How many CPU cores should I isolate for real-time tasks?

The minimum is one isolated core for your real-time thread. For production systems, isolate 2-4 cores: one for the real-time application thread, one for interrupt handling (using irqaffinity), and optionally 1-2 more for kernel threads that cannot be fully isolated. Use the kernel boot parameter isolcpus=2,3,4 and nohz_full=2,3,4 to isolate cores 2-4 from the scheduler tick.

Can I run cyclictest in a virtual machine?

Yes, but VM latency results will be significantly higher and more variable than bare-metal due to hypervisor scheduling, virtual interrupt controllers, and shared CPU contention. Use VMs for basic tool validation and workflow testing, but always perform final latency validation on the actual bare-metal hardware that will run production workloads.

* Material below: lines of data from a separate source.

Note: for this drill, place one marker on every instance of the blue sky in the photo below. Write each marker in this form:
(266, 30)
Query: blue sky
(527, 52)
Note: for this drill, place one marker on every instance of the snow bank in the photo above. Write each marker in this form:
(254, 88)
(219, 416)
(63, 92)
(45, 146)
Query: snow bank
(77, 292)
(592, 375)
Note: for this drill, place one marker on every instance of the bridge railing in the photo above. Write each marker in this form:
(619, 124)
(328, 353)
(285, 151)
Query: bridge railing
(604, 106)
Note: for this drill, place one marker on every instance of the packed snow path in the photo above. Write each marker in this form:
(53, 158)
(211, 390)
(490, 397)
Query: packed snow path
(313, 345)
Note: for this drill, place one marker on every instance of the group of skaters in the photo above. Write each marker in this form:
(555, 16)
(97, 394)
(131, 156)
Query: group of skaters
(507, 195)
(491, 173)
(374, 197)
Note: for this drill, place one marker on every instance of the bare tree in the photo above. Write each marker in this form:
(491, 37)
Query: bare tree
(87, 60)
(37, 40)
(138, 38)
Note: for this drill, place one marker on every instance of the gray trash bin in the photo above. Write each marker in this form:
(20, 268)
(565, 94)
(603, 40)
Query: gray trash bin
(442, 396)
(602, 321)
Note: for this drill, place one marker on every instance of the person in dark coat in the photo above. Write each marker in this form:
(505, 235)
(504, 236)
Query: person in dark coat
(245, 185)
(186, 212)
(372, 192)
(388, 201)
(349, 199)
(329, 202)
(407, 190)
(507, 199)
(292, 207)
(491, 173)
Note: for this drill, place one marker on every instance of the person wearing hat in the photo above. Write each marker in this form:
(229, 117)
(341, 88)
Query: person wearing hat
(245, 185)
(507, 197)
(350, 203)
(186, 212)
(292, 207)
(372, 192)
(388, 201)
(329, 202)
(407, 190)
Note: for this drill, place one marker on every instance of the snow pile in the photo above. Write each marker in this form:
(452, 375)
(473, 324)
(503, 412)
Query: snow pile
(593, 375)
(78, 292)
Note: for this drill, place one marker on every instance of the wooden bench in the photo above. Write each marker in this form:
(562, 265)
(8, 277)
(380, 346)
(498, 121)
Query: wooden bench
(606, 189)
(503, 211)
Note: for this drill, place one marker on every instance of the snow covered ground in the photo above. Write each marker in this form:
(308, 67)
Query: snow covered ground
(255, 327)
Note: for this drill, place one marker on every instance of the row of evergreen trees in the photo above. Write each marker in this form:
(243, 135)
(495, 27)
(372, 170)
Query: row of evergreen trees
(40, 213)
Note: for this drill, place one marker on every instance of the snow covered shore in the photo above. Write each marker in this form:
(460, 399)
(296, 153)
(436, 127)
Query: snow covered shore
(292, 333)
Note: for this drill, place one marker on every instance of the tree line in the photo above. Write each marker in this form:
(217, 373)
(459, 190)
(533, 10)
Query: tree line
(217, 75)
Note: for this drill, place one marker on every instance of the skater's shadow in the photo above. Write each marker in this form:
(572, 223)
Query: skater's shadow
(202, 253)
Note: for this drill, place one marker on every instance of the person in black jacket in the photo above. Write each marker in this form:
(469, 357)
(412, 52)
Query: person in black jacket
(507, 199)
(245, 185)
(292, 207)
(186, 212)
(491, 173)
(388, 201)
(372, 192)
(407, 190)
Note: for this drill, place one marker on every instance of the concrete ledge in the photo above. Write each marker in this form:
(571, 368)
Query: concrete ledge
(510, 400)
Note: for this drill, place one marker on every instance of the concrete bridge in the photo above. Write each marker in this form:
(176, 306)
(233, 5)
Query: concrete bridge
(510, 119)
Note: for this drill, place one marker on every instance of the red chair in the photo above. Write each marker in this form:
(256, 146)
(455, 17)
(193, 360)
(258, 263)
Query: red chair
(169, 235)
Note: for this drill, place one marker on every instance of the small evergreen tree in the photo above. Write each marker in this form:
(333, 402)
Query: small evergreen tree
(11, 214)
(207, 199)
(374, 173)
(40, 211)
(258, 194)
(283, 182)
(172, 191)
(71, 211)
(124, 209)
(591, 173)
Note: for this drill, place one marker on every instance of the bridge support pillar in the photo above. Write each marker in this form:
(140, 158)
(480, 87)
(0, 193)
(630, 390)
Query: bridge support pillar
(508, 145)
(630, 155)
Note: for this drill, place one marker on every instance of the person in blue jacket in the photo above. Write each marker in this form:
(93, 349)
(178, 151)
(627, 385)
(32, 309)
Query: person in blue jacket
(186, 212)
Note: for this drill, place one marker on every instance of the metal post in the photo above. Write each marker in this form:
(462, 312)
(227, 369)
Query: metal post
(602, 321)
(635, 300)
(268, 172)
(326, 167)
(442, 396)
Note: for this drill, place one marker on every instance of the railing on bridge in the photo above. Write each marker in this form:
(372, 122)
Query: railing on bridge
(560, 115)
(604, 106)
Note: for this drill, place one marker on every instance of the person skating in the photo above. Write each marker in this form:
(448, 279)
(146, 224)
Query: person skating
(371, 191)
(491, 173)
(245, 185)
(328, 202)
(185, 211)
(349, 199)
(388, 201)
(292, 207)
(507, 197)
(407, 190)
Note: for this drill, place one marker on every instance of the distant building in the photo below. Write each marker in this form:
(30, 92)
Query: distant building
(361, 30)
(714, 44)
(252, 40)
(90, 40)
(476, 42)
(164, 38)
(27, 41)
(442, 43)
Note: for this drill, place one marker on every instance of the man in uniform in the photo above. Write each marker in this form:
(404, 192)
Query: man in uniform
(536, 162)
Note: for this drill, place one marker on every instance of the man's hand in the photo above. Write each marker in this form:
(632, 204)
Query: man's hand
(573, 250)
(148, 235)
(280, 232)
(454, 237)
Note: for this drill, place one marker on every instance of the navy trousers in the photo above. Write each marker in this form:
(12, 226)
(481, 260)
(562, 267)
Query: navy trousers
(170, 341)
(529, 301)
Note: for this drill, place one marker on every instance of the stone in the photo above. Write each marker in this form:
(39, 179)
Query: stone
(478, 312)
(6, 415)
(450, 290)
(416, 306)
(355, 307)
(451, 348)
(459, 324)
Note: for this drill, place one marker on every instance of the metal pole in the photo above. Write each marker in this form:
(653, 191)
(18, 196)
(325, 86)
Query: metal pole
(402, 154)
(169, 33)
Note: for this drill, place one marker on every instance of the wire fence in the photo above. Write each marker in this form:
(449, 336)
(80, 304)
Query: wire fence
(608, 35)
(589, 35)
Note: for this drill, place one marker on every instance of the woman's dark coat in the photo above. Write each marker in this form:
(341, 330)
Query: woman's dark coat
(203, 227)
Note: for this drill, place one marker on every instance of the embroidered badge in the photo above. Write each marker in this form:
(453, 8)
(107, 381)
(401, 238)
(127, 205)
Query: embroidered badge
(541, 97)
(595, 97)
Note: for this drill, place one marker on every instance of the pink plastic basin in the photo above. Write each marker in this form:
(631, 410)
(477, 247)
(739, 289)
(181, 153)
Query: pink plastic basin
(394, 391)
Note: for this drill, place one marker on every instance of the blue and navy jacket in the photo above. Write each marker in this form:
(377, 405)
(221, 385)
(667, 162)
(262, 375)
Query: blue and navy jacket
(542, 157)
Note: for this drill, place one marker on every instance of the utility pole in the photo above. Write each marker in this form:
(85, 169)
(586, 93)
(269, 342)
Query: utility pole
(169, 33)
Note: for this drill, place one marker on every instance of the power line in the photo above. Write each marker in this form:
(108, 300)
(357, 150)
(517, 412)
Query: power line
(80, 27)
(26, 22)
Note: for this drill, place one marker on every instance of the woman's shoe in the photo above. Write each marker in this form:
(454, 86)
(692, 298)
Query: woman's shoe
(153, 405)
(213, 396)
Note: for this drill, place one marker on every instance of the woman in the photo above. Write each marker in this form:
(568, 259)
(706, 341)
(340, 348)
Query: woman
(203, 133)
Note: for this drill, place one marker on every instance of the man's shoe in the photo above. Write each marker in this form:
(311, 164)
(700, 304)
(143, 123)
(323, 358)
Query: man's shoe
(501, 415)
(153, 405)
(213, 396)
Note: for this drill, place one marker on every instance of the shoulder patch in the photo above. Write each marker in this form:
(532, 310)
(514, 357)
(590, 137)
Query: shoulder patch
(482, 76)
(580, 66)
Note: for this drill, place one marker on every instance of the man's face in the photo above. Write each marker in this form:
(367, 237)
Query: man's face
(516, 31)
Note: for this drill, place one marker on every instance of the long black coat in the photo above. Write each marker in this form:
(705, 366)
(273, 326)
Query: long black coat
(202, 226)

How long should a latency test run?

For initial validation, 1 million iterations or 1 hour (whichever comes first) is reasonable. For production certification, run overnight (8-12 hours) or 24 hours to capture rare latency spikes that only occur under specific conditions (cron jobs, backup processes, network bursts). Latency spikes are by definition rare events — short tests may miss the worst case entirely.